Pria Regina mengatakan dia terhubung dengan penyintas COVID-19 di seluruh negeri, banyak di antaranya memiliki gejala yang masih ada. Cardinal mengatakan dia mengkhawatirkan kesehatan mereka dalam jangka panjang.

“Benar-benar menakutkan,” katanya.

Cerita berlanjut di bawah iklan

Walaupun gejala awal yang disebabkan oleh virus tersebut sudah diketahui dengan baik, efek kesehatan jangka panjangnya masih belum jelas. Para peneliti di University of Saskatchewan (USask) mencoba mengubahnya.

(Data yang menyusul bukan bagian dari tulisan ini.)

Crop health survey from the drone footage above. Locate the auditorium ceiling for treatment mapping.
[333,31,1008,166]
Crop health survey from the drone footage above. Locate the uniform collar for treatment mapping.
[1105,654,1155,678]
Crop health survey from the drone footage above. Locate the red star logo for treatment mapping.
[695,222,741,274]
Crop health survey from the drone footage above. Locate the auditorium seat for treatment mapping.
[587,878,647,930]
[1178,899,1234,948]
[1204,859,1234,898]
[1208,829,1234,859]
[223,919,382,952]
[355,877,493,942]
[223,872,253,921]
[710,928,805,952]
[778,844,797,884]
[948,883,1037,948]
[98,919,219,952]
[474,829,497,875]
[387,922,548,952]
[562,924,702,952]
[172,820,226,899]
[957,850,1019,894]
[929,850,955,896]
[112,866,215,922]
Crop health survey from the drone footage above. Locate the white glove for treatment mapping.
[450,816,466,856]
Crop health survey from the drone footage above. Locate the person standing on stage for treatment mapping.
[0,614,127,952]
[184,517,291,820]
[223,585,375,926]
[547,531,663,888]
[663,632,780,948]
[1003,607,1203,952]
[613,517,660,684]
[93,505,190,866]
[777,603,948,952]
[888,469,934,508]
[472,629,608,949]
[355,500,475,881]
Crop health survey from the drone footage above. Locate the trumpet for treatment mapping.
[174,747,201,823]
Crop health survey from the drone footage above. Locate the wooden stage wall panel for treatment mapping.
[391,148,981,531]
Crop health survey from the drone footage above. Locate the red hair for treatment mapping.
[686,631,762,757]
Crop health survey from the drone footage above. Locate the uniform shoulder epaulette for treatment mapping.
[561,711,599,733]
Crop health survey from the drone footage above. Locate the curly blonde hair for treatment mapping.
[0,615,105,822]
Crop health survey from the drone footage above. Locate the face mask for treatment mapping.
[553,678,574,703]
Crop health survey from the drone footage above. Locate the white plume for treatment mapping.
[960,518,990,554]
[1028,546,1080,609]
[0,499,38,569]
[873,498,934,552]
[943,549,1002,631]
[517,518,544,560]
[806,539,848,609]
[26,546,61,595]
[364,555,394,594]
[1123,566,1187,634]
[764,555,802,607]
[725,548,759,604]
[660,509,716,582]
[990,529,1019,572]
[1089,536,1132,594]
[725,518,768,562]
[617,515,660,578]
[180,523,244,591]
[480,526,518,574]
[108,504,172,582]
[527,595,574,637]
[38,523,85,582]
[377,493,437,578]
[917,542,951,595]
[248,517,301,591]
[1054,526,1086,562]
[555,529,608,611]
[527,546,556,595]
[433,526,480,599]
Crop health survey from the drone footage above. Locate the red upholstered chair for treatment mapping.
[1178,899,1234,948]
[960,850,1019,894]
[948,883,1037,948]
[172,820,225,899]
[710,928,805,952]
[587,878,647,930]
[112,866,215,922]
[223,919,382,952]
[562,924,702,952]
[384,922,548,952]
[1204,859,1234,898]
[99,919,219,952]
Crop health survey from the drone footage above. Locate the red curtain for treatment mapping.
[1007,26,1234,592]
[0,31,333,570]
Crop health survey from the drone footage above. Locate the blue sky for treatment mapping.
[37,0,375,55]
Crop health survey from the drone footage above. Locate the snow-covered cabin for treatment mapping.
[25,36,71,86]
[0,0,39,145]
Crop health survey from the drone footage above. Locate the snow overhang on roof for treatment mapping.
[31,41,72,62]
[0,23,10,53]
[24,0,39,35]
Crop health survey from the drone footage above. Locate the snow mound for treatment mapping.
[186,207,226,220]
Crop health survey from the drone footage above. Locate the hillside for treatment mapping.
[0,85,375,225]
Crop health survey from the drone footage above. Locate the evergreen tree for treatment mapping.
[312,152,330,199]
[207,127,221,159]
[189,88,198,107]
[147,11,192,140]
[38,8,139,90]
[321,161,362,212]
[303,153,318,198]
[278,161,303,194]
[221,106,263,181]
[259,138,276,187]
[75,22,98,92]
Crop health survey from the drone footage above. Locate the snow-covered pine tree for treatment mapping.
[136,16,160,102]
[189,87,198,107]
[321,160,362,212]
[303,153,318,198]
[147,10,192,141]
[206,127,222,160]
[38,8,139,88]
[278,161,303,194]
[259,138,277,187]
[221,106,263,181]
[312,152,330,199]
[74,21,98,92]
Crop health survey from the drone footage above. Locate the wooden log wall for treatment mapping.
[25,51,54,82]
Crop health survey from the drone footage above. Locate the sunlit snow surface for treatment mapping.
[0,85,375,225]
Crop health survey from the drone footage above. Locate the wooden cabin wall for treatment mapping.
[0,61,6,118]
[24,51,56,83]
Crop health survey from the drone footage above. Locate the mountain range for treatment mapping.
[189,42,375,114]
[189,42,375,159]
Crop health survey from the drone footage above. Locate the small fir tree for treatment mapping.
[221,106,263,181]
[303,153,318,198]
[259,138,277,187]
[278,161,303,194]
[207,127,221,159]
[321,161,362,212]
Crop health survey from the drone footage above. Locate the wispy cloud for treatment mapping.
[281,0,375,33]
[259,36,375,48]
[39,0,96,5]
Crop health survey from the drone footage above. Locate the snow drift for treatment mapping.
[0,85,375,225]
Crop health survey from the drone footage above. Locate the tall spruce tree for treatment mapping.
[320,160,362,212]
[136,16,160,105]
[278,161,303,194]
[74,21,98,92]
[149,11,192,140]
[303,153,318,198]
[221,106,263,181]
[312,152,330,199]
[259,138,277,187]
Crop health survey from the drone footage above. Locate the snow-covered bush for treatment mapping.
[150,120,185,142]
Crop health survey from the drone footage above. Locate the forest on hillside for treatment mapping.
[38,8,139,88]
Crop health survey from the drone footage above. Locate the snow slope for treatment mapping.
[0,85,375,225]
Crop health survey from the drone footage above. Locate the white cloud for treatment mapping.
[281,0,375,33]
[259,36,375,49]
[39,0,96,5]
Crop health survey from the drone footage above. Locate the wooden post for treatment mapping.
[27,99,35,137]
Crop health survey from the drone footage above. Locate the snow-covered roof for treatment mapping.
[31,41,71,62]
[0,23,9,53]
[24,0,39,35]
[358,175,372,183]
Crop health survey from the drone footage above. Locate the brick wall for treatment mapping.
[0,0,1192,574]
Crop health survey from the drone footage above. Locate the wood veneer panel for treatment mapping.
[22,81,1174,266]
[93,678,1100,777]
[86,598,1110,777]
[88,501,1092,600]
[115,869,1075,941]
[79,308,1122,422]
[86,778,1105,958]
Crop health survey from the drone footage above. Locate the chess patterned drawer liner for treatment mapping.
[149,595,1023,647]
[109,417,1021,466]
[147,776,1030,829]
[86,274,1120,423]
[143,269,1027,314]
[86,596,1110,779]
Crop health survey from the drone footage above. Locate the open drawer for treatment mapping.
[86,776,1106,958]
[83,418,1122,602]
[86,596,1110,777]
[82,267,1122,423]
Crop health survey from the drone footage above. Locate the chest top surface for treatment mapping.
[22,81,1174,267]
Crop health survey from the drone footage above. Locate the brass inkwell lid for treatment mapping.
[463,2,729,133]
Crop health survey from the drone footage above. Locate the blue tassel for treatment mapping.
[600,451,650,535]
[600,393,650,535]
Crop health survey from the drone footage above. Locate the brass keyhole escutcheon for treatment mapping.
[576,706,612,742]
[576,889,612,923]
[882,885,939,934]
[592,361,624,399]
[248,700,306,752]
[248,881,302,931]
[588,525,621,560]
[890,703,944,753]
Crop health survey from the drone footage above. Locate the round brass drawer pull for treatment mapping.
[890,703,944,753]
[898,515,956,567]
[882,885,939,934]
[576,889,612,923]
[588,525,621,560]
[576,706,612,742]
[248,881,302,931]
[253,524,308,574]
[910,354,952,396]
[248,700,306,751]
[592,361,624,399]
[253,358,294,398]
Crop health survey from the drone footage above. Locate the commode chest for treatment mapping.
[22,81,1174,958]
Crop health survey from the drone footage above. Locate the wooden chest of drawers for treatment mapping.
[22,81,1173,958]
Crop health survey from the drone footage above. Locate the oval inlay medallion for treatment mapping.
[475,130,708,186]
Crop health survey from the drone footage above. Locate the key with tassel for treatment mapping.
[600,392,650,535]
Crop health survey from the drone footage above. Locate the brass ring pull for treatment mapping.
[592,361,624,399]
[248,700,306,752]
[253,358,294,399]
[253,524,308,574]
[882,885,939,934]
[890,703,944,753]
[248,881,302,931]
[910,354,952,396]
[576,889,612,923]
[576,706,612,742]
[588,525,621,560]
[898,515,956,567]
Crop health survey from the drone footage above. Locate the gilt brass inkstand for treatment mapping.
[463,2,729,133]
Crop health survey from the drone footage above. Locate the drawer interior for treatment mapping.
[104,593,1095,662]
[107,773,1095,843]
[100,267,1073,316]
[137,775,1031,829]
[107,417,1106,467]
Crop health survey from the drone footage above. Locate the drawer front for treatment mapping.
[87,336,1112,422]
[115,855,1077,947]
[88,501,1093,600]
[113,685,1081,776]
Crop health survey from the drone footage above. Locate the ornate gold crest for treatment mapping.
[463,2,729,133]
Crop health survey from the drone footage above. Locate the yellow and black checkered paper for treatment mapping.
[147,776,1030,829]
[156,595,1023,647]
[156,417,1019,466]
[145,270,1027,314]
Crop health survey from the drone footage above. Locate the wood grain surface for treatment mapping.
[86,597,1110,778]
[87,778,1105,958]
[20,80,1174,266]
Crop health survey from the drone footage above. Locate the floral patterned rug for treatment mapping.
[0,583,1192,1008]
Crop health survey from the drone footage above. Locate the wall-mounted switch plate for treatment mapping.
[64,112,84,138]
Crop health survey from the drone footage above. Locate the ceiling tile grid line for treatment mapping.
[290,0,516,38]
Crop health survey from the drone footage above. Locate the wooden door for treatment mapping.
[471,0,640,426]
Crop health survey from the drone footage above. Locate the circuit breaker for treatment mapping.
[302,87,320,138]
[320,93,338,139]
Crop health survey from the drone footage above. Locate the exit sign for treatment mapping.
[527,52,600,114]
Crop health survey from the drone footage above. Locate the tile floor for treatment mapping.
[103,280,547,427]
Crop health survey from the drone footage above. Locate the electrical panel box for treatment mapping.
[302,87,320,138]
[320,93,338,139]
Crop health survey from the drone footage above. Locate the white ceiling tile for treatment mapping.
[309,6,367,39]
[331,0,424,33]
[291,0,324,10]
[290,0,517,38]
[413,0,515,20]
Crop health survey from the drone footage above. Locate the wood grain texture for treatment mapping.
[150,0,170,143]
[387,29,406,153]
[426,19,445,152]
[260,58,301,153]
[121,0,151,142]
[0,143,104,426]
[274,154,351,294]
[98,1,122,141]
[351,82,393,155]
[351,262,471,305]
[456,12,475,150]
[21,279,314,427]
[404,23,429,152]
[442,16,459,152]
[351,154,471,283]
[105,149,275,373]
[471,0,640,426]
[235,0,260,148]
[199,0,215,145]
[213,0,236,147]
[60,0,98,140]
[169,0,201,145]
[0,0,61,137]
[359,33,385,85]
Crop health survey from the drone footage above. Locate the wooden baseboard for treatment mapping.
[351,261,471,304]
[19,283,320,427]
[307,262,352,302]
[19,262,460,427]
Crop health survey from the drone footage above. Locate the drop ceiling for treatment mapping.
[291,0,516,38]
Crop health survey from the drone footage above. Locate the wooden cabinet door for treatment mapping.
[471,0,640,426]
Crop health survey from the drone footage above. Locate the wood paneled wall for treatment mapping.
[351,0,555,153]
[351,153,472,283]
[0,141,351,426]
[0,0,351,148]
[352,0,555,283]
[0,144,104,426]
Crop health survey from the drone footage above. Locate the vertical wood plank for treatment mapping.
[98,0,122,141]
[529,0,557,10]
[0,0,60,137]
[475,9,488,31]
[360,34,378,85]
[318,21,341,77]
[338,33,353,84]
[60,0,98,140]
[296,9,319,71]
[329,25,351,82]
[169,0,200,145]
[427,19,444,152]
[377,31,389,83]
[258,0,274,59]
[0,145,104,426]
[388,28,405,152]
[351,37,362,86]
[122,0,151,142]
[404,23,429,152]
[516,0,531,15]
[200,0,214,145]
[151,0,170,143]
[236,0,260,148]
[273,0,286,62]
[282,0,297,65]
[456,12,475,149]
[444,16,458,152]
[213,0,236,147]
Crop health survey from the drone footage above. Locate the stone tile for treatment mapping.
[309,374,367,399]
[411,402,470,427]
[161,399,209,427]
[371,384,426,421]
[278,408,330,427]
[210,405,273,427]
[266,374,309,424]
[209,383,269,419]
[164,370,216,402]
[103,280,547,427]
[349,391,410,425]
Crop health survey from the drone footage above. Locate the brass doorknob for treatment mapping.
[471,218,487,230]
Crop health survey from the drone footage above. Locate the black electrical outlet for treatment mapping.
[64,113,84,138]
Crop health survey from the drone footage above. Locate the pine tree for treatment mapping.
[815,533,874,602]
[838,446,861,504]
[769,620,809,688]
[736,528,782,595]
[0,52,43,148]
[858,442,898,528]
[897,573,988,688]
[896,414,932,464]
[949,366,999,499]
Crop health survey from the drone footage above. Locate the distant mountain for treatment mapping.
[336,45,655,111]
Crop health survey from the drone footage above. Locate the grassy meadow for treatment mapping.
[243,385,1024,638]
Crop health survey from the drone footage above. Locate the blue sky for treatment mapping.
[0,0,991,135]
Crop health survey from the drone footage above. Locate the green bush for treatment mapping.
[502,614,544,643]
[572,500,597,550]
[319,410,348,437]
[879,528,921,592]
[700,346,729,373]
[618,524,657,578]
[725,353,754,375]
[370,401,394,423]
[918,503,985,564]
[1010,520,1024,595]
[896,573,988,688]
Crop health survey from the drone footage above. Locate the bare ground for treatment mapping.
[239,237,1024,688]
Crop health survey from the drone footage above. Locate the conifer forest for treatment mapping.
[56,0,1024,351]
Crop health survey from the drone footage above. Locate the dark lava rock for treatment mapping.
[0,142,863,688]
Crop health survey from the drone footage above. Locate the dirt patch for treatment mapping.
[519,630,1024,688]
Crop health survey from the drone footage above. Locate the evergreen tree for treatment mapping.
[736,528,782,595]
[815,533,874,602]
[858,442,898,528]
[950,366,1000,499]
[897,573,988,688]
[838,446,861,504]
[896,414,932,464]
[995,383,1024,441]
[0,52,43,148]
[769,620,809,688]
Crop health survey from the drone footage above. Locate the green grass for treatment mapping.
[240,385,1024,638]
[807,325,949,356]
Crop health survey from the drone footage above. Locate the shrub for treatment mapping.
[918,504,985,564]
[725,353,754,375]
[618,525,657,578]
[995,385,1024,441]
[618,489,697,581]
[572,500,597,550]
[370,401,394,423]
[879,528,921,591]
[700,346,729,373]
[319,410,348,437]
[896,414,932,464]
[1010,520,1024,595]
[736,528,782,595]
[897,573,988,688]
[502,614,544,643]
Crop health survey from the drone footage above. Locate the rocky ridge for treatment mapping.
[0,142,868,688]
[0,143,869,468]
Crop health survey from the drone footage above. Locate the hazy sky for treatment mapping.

Tim ilmuwan dari universitas, VIDO-InterVac dan Canadian Light Source memulai penelitian tahun lalu, menyusul laporan kabut otak dan stroke pada pasien COVID-19 yang pulih.

“Ini semua… terdengar sangat mirip dengan hal-hal yang telah kami selidiki seputar perubahan di sekitar pembuluh darah,” kata Dr. Jake Pushie, seorang peneliti di USask’s College of Medicine.

Perubahan itu termasuk peradangan dan penebalan dinding pembuluh darah, yang dapat menurunkan aliran oksigen ke berbagai organ termasuk jantung, otak, dan paru-paru, kata Pushie.

Baca lebih banyak:

Covid-19 ‘long-haulers’ memperingatkan masalah kesehatan yang sedang berlangsung beberapa bulan setelah diagnosis

“Ini juga organ di mana perubahan yang sangat kecil dapat memiliki konsekuensi seumur hidup, Anda tahu, 20 tahun dari sekarang,” katanya.

Para peneliti berharap dapat menentukan apakah perubahan serupa terjadi pada orang yang terinfeksi virus, terutama mereka yang sembuh.

“Mungkin ada efek jangka panjang yang belum kami hargai sepenuhnya,” kata Pushie.

Tim peneliti sedang melihat perubahan fisiologis pada hewan yang terinfeksi, karena Pushie mengatakan jaringan manusia sulit didapat.

Cerita berlanjut di bawah iklan

Selain efek kesehatan jangka panjang, mereka berharap dapat mengidentifikasi faktor risiko dan kemungkinan perawatan untuk orang yang pernah menderita COVID-19.

Pushie mengatakan penelitian ini sangat penting dilakukan sekarang, sehingga dapat membantu orang-orang selama beberapa dekade ke depan.

“Ini mungkin salah satu upaya ilmiah terpenting yang akan dilakukan sebagian dari kita dalam hidup kita,” katanya.


Video klik untuk memutar:'COVID-19' long-haulers'mendeskripsikan getar, kesulitan bernapas berminggu-minggu setelah dites positif'







Covid-19 ‘long-haulers’ menggambarkan getar, kesulitan bernapas berminggu-minggu setelah dites positif


Covid-19 ‘long-haulers’ menggambarkan getar, kesulitan bernapas berminggu-minggu setelah dites positif – 19 Feb 2021

Lihat link »


© 2021 Global News, sebuah divisi dari Corus Entertainment Inc.